McCaskill, who deviated from her colleagues by pushing to eliminate earmarks and voting against omnibus spending bils, knew Majority Leader Harry Reid wouldn’t be a fan of her proposal, and she spent time Tuesday casting the plan as perilous politics. She predicted that it would be spun by opponents as an attempt to snatch Social Security from seniors. “If this bill is distorted and twisted, it could cost me my senate seat, but it’s a price I’m willing to pay,” she said.

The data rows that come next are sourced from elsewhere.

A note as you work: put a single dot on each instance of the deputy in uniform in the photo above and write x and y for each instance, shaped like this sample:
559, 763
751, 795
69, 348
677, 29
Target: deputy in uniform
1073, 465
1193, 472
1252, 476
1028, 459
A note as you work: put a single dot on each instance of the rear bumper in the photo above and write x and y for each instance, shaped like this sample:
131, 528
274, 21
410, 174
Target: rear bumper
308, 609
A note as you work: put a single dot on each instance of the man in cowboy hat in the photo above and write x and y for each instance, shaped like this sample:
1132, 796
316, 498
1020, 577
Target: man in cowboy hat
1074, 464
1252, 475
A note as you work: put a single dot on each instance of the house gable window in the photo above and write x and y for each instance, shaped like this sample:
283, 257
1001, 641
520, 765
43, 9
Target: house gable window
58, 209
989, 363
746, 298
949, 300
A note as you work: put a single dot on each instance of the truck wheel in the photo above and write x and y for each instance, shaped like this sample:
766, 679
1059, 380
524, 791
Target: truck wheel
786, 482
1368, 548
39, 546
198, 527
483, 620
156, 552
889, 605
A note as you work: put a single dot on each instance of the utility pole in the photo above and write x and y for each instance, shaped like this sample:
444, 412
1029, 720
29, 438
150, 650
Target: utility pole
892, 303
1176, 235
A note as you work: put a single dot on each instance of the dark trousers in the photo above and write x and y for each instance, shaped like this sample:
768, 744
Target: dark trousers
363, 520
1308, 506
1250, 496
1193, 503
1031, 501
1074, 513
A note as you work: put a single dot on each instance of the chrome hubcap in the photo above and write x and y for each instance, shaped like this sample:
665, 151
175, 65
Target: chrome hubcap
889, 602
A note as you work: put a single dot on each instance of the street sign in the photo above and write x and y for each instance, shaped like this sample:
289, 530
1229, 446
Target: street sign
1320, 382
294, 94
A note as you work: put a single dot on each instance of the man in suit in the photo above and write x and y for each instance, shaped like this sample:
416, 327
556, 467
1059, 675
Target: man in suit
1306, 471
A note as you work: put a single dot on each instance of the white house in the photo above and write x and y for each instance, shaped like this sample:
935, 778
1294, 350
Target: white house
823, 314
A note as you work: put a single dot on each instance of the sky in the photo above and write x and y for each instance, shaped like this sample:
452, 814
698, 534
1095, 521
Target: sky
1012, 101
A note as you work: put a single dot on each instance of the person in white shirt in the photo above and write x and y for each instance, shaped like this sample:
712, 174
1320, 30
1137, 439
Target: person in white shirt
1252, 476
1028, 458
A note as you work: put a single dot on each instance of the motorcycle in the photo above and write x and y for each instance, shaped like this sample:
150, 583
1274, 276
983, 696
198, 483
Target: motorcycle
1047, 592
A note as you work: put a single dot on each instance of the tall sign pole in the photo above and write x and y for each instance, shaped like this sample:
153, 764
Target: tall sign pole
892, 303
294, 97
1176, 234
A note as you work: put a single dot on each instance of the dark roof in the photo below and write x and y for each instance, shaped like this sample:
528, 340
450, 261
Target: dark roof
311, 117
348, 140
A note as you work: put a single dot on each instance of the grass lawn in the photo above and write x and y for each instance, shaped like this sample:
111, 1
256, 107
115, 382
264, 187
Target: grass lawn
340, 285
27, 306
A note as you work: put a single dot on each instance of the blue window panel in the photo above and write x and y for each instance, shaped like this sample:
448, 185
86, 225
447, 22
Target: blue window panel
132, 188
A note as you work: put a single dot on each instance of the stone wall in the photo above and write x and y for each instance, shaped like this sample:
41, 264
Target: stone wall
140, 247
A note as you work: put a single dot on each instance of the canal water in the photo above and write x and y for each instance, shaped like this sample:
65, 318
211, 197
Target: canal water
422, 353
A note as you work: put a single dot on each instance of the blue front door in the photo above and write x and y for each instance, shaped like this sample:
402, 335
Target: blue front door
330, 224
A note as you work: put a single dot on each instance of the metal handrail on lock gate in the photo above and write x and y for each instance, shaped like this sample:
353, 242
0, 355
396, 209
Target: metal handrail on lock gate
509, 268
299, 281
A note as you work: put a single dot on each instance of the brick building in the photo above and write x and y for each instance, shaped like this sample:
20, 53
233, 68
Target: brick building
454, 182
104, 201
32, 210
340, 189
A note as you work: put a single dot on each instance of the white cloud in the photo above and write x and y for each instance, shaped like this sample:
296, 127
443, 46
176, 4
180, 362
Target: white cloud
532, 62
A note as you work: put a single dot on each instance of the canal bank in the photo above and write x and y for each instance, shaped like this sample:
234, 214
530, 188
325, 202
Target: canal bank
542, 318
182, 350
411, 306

I’m not sure it’s as risky as she claims. McCaskill is a moderate Democrat in a state that has been trending Republican. She won a tight race in 2006, and already multiple challengers are lining up to take her on next year. It’s hard to see how bucking Reid to sign onto a bipartisan deficit-reduction measure — and trumpeting her willingness to risk her seat for a cause that’s highly popular (in theory) —  does her much harm with the independents who will tip her 2012 race. (Corker, it’s worth noting, is also up for re-election in 2012.) That’s particularly true because the CAP Act’s authors don’t tell any of those voters where they’d have to sacrifice. Nor, with Democrats unlikely to sign on, will they have to. Somber press conferences about the need to clamp down on Congressional profligacy and sacrifice for our grandchildren are actually fairly easy. Filling in the fine print is what’s hard. And in failing to do so, the authors are hardly alone.